Guo’s project, “CAREER: Computational Passive 3D Imaging,” centers on a type of 3D imaging that estimates the distance of objects from photographs without emitting light into the environment. Unlike active 3D technologies such as LiDAR, passive 3D imaging relies on naturally available light, which can make it more discreet, more energy efficient, and more robust towards adversarial attacks.

Those advantages make passive 3D imaging especially attractive for applications in national defense, robotics, wearable devices, underwater platforms and space exploration. But today’s systems still face major hurdles. They often work only at short range, require significant computing power, struggle in low-light conditions and can be difficult to combine with other imaging functions.

Guo’s research will develop a new family of technologies called computational passive 3D imaging.
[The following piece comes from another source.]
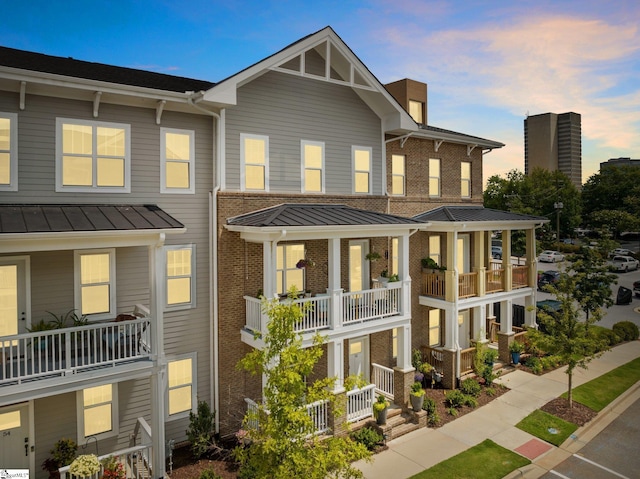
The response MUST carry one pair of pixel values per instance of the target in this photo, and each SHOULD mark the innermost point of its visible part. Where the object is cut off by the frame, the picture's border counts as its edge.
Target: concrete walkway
(419, 450)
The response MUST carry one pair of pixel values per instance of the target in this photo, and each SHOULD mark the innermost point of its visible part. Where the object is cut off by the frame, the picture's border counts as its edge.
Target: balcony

The approach combines advanced optical hardware with algorithms that work together to process environmental light more effectively during and after image capture.

The project will explore imaging methods that use tools such as metasurfaces, microelectromechanical systems and programmable optics, paired with both physics-based and learning-based algorithms. Guo and his team will also create mathematical models, simulation tools and experimental prototypes to evaluate how these systems perform in real-world conditions.

“Passive 3D imaging has enormous potential because it can recover depth information without actively illuminating a scene, but existing solutions still face important practical limitations,” Guo said. “Through this project, we hope to develop new imaging methods that can operate at longer distances, use less power, perform better in low light and expand what passive 3D imaging can do in real-world applications.”

The project also includes an educational component. Guo will create and share camera-themed learning activities for students from middle school through graduate school, helping strengthen the hands-on experimental skills needed in the future engineering workforce.